La fasi 1-3 daranno certamente luogo ad un elenco dei punti aperti (detta “punch list”), alla luce delle varie verifiche effettuate, che va tenuta costantemente aggiornata: non tutti i punti aperti saranno necessariamente ostativi rispetto al progresso dei test o addirittura all’uso del bene, tuttavia essi andranno chiusi del tutto prima dell’accettazione finale.
La fase 4, per ovvie ragioni da farsi dopo avere accertato l’adeguatezza dei singoli equipment e sotto sistemi, quella relativa al test delle prestazioni del sistema complessivo, è purtroppo ad un tempo quella più importante e quella più difficile (direi estremamente difficile, a volte) da mettere in pratica.
In primis, bisogna avere definito accuratamente cosa si intenda per “prestazioni del sistema complessivo” e questo rimanda inevitabilmente ad un progetto accurato. Infatti, all’interno di un sistema complesso di material handling possono aversi molti o anche moltissimi flussi concomitanti (ingressi, uscite a spedizione, uscite verso aree di prelievo e/o preparazione, rilocazione di merci, abbassamenti, controlli di merce a stock), con profili di flusso variabili nel tempo.

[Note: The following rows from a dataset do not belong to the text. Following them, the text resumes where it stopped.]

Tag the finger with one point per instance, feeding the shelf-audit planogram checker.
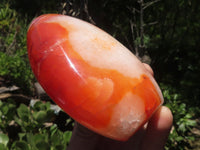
(148, 68)
(158, 130)
(83, 139)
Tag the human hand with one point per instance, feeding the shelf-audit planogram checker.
(152, 136)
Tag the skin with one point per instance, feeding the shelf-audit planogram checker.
(152, 136)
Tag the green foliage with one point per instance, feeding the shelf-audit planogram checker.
(36, 129)
(184, 121)
(14, 64)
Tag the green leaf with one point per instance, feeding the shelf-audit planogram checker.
(43, 146)
(4, 139)
(20, 145)
(23, 113)
(3, 147)
(67, 136)
(40, 116)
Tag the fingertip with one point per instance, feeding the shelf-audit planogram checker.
(158, 129)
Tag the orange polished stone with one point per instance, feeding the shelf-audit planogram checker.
(91, 76)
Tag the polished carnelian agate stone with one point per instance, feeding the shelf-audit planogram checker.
(91, 76)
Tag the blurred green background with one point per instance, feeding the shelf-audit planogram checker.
(164, 34)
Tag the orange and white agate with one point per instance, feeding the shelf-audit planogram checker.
(91, 76)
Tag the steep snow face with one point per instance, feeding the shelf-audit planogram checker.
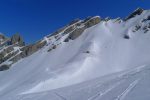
(108, 47)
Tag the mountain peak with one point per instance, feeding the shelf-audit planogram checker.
(138, 11)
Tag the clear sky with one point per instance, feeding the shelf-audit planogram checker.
(34, 19)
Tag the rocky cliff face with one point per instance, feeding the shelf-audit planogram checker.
(13, 49)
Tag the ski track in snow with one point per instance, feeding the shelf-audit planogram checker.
(100, 94)
(128, 90)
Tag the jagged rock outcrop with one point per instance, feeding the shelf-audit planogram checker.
(138, 11)
(78, 28)
(16, 38)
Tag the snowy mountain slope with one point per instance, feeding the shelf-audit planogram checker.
(64, 70)
(126, 85)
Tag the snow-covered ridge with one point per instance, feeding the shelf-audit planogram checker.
(87, 60)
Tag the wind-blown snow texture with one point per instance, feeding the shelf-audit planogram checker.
(101, 64)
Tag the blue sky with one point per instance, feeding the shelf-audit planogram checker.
(34, 19)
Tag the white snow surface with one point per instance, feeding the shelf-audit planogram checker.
(114, 68)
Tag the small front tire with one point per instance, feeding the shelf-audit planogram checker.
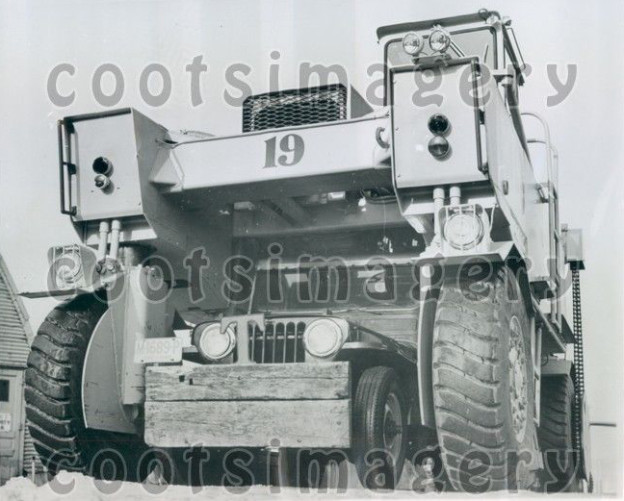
(380, 428)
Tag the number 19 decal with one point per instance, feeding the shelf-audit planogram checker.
(290, 146)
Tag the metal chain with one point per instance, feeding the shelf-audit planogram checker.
(579, 369)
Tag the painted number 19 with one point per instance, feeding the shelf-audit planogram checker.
(291, 150)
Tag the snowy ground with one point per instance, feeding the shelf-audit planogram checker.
(78, 487)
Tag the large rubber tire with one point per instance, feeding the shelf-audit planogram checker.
(555, 434)
(479, 327)
(54, 399)
(377, 388)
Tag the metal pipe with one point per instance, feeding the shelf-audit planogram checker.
(455, 195)
(115, 230)
(103, 243)
(438, 203)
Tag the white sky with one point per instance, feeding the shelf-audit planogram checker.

In questo quadro, avere realizzato un modello dettagliato di simulazione dinamica aiuta – oltre ovviamente a fare un buon progetto, includente anche gli aspetti logici e gestionali – anche a darsi degli obiettivi chiari e concreti su molti KPI dinamici, specie quelli legati ai lead-time minimi necessari a garantire il livello di servizio desiderato: i risultati della simulazione possono quindi divenire dei veri e propri riferimenti, da verificare sul campo.